Read more: How John Paul Jones Started Led Zeppelin’s “Tricky” “Black Dog”

“Rock and roll”

The members of Led Zeppelin returned to their early rock ‘n’ roll roots, especially Little Richard and Chuck Berry, for the aptly titled “Rock and Roll”. The song evolved from an impromptu jam session as the band let off steam trying to record the much harder “Four Sticks”. Bonham burst into the iconic introductory drum fill, and Page quickly locked into the groove with a vintage-sounding guitar riff. “Rock and Roll” peaked at No. 47 on the Hot 100, but won the honor of opening the Led Zeppelin show from 1972 to 1975.

Read more: How Little Richard’s Songs Inspired Led Zeppelin’s “Rock and Roll”

“Above the hills and far away”

Houses of the Holy marked Led Zeppelin’s most musically diverse LP to date, and his debut single, “Over the Hills and Far Away”, reflects this adventure. The song opens with a tender and deceptively complex acoustic riff before transforming into a full-blast hard rock game full of funky drum and bass grooves and the heart-wrenching screams of Plant. The song peaked at No.51 on the Hot 100, barely a smash hit, but it remains a staple of classic rock radio and a staple in the repertoire of bedroom guitarists around the world.

Read more: N ° 14: “Over the Hills and Far Away” – Top 50 songs from Led Zeppelin

“Dry cleaner”

It’s no secret that Led Zeppelin has generously borrowed from lesser-known blues artists, updating and transforming their songs with their dramatic hard-rock flair. They took the same approach on “D’yer Mak’er,” a light reggae and dub tribute whose title is a play on the word “Jamaica” when pronounced with an English accent. Critics widely criticized the song as a lazy, whitewashed genre exercise; Page countered that they didn’t appreciate the humor of the song or its title. “I didn’t expect people to not understand,” said guitarist Trouser press in 1977. “I thought it was pretty obvious. The song itself was a cross between reggae and a ’50s number’ Poor Little Fool ‘, Ben E. King stuff, stuff like that. Despite criticism, “D’yer Mak’er” was a success, peaking at No. 20 on the Hot 100.

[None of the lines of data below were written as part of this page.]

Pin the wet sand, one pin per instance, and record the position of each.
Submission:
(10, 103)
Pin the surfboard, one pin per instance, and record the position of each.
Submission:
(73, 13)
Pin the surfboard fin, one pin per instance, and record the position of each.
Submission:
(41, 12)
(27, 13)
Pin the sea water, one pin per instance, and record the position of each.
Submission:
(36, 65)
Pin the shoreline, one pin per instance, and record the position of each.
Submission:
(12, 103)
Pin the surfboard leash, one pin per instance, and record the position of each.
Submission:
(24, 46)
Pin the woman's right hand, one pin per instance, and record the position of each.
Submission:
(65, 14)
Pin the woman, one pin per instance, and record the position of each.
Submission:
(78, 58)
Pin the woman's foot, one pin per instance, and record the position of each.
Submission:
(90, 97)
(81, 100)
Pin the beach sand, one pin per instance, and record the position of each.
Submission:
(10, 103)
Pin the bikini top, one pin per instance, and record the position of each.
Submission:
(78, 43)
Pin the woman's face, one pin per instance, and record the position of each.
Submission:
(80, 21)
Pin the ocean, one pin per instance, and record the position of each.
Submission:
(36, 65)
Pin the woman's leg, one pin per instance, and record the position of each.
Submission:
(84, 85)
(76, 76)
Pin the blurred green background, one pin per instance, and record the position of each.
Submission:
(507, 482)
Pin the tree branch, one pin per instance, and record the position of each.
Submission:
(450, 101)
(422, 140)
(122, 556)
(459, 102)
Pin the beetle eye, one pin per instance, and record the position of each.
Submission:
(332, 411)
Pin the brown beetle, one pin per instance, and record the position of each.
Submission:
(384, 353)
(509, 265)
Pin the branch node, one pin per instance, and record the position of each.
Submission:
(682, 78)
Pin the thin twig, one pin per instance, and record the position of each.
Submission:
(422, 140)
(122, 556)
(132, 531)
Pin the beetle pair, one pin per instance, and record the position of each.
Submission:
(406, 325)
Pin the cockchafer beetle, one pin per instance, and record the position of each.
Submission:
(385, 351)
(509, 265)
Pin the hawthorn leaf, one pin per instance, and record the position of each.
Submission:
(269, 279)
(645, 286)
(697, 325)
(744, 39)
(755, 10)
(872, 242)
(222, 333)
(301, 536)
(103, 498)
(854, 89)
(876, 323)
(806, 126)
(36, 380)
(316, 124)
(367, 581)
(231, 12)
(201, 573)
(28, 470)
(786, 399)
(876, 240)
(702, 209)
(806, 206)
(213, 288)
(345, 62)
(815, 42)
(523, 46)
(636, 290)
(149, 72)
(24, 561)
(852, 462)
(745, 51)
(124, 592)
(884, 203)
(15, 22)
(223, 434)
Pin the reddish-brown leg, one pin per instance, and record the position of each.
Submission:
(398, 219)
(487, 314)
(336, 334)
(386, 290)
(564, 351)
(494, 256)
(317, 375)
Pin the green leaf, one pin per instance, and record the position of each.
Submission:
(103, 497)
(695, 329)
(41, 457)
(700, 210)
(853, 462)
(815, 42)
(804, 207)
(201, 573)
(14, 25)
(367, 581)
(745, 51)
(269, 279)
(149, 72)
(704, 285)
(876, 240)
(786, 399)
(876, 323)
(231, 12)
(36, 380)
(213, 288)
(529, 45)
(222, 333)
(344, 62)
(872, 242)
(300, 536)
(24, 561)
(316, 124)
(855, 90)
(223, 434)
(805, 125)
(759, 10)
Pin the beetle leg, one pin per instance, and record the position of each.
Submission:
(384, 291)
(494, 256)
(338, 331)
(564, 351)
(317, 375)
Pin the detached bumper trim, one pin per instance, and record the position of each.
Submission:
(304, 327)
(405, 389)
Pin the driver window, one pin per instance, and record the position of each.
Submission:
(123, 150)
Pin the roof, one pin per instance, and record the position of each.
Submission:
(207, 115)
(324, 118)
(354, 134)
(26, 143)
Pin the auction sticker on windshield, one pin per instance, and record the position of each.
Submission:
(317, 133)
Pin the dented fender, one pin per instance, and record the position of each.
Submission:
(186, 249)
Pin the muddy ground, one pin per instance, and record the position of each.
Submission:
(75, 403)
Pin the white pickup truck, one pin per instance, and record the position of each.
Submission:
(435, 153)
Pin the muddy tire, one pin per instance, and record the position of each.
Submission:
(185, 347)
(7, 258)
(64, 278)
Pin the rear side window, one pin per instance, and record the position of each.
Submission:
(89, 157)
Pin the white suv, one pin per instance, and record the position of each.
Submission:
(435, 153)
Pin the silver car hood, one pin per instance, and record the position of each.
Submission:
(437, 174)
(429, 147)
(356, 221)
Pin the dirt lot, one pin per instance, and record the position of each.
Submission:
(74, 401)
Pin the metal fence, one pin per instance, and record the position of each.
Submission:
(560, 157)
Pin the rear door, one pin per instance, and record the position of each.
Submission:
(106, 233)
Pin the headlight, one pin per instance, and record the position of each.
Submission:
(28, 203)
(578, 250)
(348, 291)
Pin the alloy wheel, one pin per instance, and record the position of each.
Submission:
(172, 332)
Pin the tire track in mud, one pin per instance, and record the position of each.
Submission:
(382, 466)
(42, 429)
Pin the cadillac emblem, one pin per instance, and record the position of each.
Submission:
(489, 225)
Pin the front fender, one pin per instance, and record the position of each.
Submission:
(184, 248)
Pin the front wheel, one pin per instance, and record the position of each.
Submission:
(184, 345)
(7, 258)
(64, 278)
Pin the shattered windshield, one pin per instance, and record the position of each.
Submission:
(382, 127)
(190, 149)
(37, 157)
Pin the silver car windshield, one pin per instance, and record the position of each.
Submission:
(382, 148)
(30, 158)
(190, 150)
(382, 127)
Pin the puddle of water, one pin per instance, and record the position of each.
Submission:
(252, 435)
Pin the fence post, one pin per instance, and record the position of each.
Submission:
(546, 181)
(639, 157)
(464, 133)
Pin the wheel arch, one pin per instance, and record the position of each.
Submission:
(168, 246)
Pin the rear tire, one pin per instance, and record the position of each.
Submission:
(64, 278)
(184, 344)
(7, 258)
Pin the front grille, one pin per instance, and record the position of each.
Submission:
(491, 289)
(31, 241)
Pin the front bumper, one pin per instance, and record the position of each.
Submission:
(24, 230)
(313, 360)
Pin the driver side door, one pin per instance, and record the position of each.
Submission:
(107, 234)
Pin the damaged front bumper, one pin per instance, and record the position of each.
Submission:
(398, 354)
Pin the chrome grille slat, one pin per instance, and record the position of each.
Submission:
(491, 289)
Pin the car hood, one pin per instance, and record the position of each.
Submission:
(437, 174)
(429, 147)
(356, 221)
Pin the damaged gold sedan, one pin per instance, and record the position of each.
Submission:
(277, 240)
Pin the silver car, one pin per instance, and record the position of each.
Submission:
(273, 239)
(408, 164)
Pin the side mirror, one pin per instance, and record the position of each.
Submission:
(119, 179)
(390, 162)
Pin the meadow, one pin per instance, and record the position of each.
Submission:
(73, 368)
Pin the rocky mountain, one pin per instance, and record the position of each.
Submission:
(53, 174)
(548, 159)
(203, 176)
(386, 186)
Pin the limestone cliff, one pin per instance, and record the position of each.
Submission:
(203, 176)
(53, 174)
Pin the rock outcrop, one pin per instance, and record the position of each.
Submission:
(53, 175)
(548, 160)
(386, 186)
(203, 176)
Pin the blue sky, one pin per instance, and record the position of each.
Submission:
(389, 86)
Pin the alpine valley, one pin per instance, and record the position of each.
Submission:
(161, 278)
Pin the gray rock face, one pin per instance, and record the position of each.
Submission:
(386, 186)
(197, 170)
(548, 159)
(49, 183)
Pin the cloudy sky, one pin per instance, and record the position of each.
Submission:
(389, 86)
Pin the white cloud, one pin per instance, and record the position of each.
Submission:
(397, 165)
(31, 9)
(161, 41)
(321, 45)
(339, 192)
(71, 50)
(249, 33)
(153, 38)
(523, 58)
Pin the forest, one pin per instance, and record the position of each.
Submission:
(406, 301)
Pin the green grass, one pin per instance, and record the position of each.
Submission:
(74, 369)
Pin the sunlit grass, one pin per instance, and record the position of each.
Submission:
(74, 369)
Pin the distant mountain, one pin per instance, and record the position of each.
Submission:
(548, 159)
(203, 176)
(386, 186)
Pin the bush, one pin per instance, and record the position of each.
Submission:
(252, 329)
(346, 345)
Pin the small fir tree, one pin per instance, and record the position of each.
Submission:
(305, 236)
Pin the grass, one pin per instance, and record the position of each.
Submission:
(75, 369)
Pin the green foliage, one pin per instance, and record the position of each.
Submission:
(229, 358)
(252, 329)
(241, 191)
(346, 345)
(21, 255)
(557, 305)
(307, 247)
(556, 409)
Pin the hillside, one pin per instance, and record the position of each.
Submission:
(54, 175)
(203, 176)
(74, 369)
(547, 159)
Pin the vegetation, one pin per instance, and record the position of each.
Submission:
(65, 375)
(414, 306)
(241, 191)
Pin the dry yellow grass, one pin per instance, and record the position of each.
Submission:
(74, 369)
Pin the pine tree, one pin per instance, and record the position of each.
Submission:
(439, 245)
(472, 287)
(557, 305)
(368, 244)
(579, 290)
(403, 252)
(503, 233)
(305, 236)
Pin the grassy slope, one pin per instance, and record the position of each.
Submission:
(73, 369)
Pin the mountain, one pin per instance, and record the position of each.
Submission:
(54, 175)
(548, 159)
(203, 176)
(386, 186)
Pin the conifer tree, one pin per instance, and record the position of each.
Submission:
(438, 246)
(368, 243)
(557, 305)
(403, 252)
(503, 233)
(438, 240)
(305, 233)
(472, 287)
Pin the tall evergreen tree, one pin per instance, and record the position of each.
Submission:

Read more: The story of Led Zeppelin’s most diverse LP, “Houses of the Holy”

“Trampled underfoot”

Led Zeppelin had a more omnivorous musical diet than most of his peers, resulting in glorious and mind-blowing rave-ups such as “Trampled Under Foot”. John Paul Jones took inspiration from Stevie Wonder’s “Superstition” for the song’s funky clavinet riff, bolstered by Bonham’s gigantic grooves and Page’s wah-drenched guitar riffs. “Trampled Under Foot” reached No. 38 on the Billboard Hot 100 and became a staple in the band’s concerts from 1975 to 1980.

Read more: N ° 16: ‘Trampled Under Foot’ – Top 50 songs by Led Zeppelin

“Candy store rock”

The only single from Led Zeppelin’s penultimate studio album, Presence, “Candy Story Rock” remains a curiosity in the group’s catalog for several reasons. This is a quick, hip-pivoting, retro-rock return to an album full of progressive blues epics and one of 17 album tracks the band have never performed live. It’s also the only single released during Zeppelin’s initial release that failed to make it to the US, reflecting Presencethe commercial and critical underperformance of, and alluding to the in-band turmoil threatening to tear them apart.

Read more: 45 years ago: Led Zeppelin goes rockabilly with “Candy Store Rock”

“The madman in the rain”

Even when they swapped the guitar for the piano and went in a more pop direction, Led Zeppelin was still a musical tour de force. “Fool in the Rain”, the last single released in the band’s first edition, is no exception. It’s a light but muscular tune about a man waiting in the (wrong) corner during a storm for his date, propelled by Bonham’s dizzying shuffle and Jones’s catchy piano melody. The song without a chorus is punctuated by a Latin break, Plant triggering some of his fiercest screams. “Fool in the Rain” peaked at No. 21 on the Billboard Hot 100, proving that Zep still had plenty of fuel in the tank before their untimely demise due to Bonham’s death.

Read more: N ° 30: “Fool in the Rain” – Top 50 songs by Led Zeppelin

Led Zeppelin albums ranked

Countdown of every canonical Led Zeppelin album, from worst (relatively speaking, of course) to best.